La boue, l'hiver et la route de Moscou
Après Kiev, la Wehrmacht se retourne vers Moscou : c'est l'opération Typhon. Le groupe de panzers de Guderian s'élance dès le 30 septembre — deux jours avant l'assaut général du 2 octobre — depuis la région de Gloukhov vers Orel et Briansk.
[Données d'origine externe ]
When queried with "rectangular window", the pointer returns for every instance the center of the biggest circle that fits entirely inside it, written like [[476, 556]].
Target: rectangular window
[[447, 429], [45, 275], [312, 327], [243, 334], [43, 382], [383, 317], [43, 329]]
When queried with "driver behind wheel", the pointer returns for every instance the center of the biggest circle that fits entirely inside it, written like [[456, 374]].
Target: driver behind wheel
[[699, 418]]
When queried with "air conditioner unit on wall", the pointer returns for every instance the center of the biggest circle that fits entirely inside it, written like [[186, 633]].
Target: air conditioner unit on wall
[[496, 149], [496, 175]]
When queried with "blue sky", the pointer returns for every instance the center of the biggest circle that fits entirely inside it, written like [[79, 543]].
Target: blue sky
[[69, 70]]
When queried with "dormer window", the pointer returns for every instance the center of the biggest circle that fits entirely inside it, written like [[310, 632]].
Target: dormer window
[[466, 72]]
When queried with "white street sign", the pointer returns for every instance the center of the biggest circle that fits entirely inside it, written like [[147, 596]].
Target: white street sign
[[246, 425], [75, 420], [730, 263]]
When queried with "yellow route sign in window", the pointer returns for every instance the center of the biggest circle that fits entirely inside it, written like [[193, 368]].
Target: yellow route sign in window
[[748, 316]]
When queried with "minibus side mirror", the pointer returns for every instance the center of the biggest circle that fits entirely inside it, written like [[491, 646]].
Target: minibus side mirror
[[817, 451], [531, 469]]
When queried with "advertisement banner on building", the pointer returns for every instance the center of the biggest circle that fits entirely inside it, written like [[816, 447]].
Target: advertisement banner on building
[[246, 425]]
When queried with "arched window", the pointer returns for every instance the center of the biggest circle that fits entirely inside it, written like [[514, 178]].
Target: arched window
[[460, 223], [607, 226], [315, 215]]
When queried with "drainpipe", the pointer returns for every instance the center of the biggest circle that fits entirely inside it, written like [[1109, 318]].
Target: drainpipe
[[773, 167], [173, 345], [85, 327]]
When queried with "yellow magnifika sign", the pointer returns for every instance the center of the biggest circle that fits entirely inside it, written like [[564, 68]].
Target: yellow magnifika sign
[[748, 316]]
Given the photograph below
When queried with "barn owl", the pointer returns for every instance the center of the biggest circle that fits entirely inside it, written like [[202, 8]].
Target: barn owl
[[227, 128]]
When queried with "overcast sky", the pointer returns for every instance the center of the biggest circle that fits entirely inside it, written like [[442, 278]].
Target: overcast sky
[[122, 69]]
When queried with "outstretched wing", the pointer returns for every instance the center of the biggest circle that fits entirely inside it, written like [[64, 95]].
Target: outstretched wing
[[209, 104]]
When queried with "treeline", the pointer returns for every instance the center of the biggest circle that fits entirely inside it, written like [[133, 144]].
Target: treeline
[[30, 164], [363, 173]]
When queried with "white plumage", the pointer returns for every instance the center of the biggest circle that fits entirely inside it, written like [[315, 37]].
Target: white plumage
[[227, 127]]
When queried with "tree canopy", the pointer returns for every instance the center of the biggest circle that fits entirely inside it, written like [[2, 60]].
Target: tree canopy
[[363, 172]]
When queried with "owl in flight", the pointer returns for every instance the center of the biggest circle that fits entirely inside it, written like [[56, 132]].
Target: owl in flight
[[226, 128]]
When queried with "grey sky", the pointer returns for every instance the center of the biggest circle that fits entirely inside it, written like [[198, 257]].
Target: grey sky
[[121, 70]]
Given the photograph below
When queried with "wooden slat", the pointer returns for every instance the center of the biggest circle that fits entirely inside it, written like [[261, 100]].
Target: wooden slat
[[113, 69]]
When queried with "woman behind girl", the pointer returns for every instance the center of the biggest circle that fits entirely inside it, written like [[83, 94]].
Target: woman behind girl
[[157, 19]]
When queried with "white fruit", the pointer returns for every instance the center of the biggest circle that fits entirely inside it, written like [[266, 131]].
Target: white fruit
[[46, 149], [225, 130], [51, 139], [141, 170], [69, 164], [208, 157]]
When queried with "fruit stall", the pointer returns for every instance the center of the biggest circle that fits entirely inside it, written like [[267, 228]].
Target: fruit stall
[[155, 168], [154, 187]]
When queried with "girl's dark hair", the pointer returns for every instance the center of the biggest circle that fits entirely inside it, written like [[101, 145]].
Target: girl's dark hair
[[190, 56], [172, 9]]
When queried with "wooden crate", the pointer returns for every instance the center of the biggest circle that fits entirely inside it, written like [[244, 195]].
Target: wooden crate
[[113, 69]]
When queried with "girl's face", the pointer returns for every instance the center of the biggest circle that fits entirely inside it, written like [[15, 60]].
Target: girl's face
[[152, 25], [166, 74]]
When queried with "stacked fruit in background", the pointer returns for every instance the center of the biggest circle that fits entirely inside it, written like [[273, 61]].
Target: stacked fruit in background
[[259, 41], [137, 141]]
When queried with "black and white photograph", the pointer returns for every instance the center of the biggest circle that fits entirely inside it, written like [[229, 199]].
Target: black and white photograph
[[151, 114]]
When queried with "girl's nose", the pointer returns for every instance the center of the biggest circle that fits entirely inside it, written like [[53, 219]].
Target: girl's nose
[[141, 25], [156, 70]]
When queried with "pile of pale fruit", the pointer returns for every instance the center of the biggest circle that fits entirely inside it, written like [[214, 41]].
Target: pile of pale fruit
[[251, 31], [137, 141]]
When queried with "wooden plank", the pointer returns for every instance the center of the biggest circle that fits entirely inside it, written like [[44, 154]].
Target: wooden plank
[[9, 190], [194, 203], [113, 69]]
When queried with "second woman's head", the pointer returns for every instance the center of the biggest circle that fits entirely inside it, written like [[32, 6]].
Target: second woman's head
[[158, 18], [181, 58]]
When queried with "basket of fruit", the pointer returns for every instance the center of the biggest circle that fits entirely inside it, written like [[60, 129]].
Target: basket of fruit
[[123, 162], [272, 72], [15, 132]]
Le de von Bock veut encercler les fronts soviétiques avant la capitale.
Le vrai adversaire est le calendrier. La raspoutitsa, la boue d'automne, va bientôt engluer les pistes, puis viendra le gel ; les chars sont usés, le carburant compté. Pousser à fond maintenant pour refermer les poches et atteindre Moscou avant l'hiver, ou faire halte pour reconstituer ses unités et raccourcir ses lignes ?
Guderian, apôtre de la guerre de mouvement, sait que chaque jour perdu profite à la défense soviétique.
Guderian doit-il lancer aussitôt la ruée blindée vers Orel et Briansk, attendre le gros de l'offensive, ou faire halte pour ménager ses chars avant la boue ?
Guderian attaqua dès le 30 septembre. Typhon débuta en triomphe : les poches de Viazma et de Briansk livrèrent environ 673 000 prisonniers, Orel tomba le 3 octobre. Mais la boue, puis le froid de décembre, immobilisèrent la Wehrmacht aux portes de Moscou ; les chars de Guderian atteignirent les abords de Toula sans pouvoir l'enlever. La course gagnée sur le calendrier se perdit dans la raspoutitsa et la neige.